Clause Detection (Section Extract Method)

This article is about the current version of Grooper.

Note that some content may still need to be updated.

2025

Clause Detection is a insert_page_break Data Section Extract Method. It leverages LLM text embedding models to compare supplied samples of text against the text of a document to return what the AI determines is the "chunk" of text that most closely resembles the supplied samples.

You may download the ZIP(s) below and upload it into your own Grooper environment (version 2024). The first contains one or more Batches of sample documents. The second contains one or more Projects with resources used in examples throughout this article.

About

How To

In the following walkthrough we are going to setup Clause Detection on the Data Section of a provided project. The Data Section being a "container" of several descendant Data Fields will leverage the AI Extract Fill Method to collect the data for those fields.

The document we will be extracting against from the provided Batch consists of several pages with quite a few words in total. Given that fact, it would be costly to run AI Extract against the entire text of the document. To solve this problem we will use the Data Section for one of its key functions which is to define a subset of data within the document. In so doing we will drastically reduce the amount of text given to the LLM AI and as such greately reduce the tokens consumed and the time taken to run extraction.

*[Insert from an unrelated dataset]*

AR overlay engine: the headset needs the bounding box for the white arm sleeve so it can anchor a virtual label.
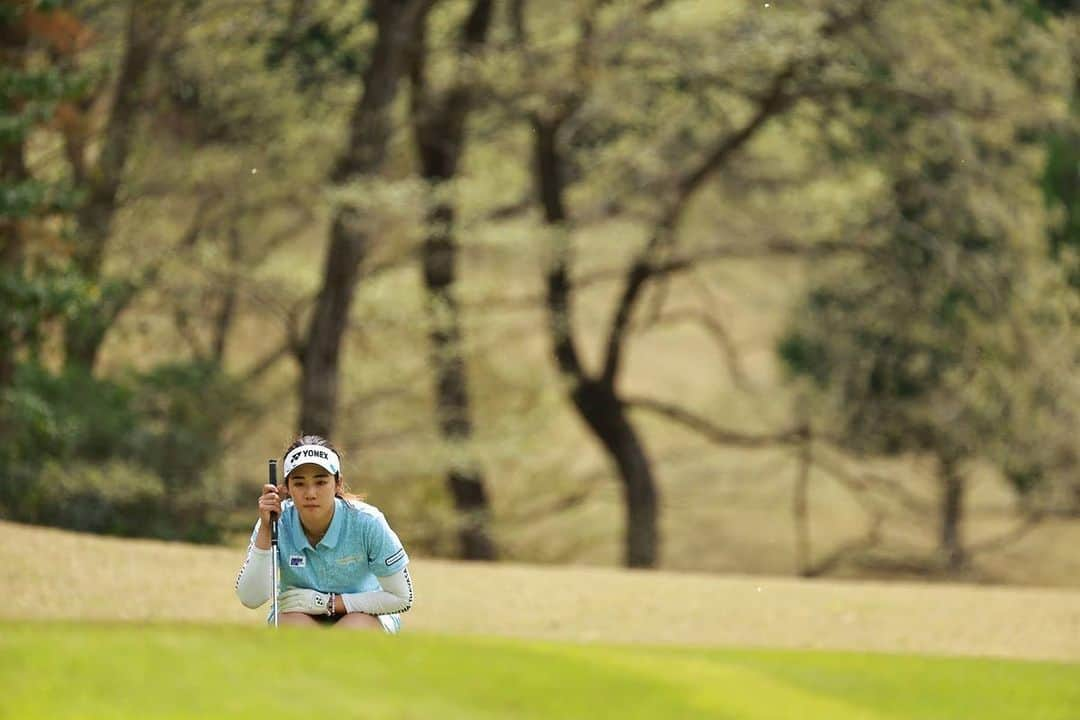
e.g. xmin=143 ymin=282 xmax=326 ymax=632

Because we do not know the exact wording of the clause we will define as the structure of our Data Section it can prove quite challenging to attempt to define the structure of the Data Section via pattern matching. This is where Clause Detection will come into play. We can provide a sample of what the language of the clause we are looking for may be like. This sample will be leveraged within a text embeddings model (which we learned above is faster and cheaper than standard chatbot queries) to find a clause within the text of the document that is of high similarity to the sample.

In so doing we will not only be leveraging AI to easily extract the data we are after, but we will also be using AI to make using AI more efficient.

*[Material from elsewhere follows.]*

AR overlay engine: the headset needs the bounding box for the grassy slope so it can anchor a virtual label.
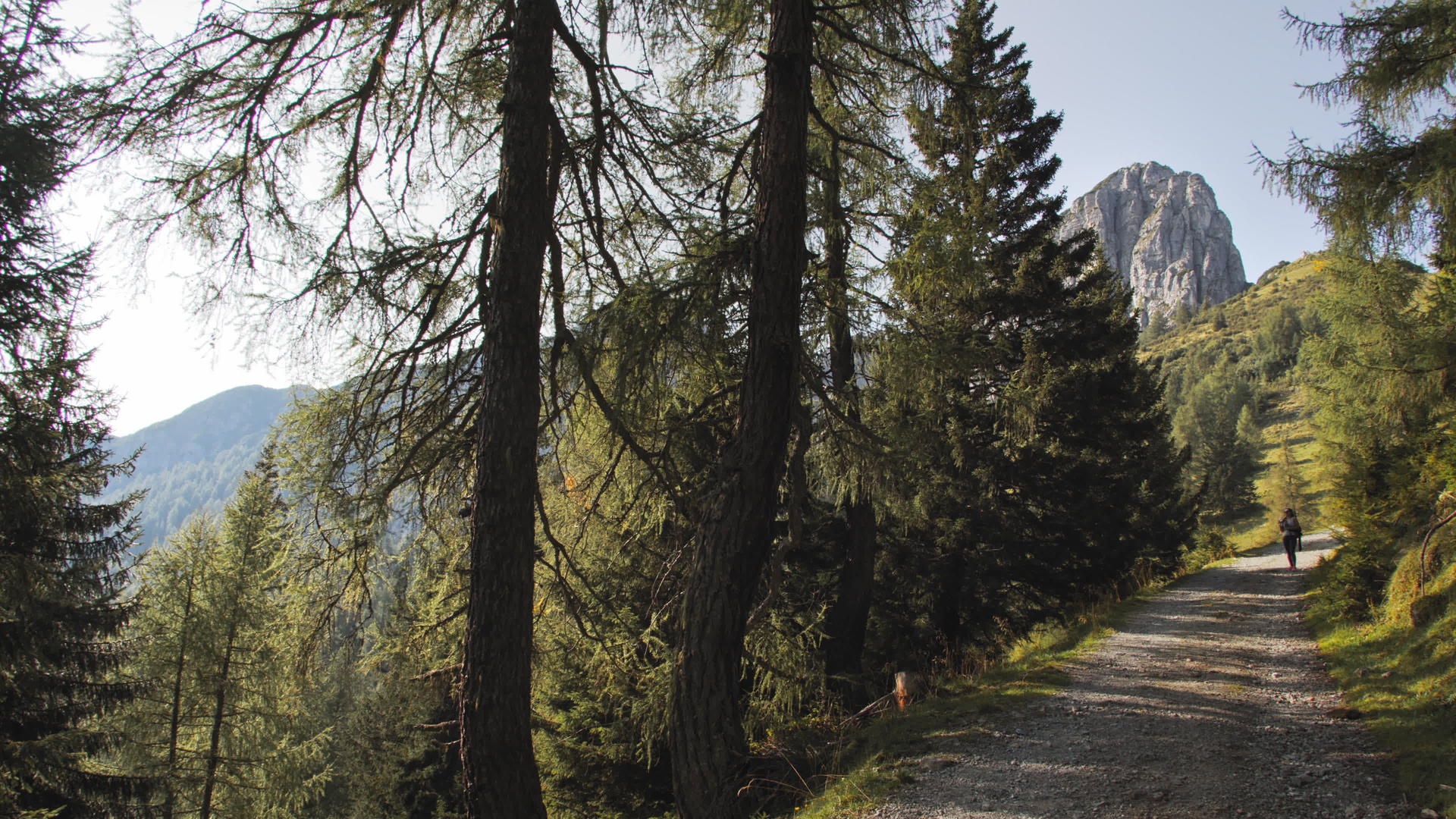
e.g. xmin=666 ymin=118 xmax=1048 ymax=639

Select the "Granting Clause" Data Section from the provided Project.
Click the drop-down for the Extract Method property.
Select Clause Detection from the drop-down menu.

Expand the sub-properties and click the ellipsis button for the Model property.
In the "Model" window select text-embedding-3-large. Feel free to experiment with the other models.

Click the ellipsis button on the Queries property.
In the "Queries" window click the "Add" button.
This will add an entry to the "Sample Content".
Click the ellipsis button on the Sample Content property.

In the "Sample Content" window add the provided sample clause.

AGREEMENT, Made and entered into this [Effective Date] , by and between[Lessor Name] whose address is [Lessor Address] hereinafter called Lessor and [Lessee Name] whose address is [Lessee Address] hereinafter called Lessee.Lessor hereby grants, leases, and lets unto Lessee, for the purpose of investigating, exploring, drilling, developing, and producing oil, gas, and other hydrocarbons, and storing, handling, and transporting the same, all the oil and gas rights and interests in and under the land described as follows: [Legal Description of Property], containing approximately [Number of Acres] acres, more or less (hereinafter referred to as the "Leased Premises").

Click the "Tester" tab.
Be sure to select the document from the supplied Batch in the Batch Viewer.
Click the "Test" button.
View the extracted results in the Data Model Preview and see the highlighting in the Document Viewer".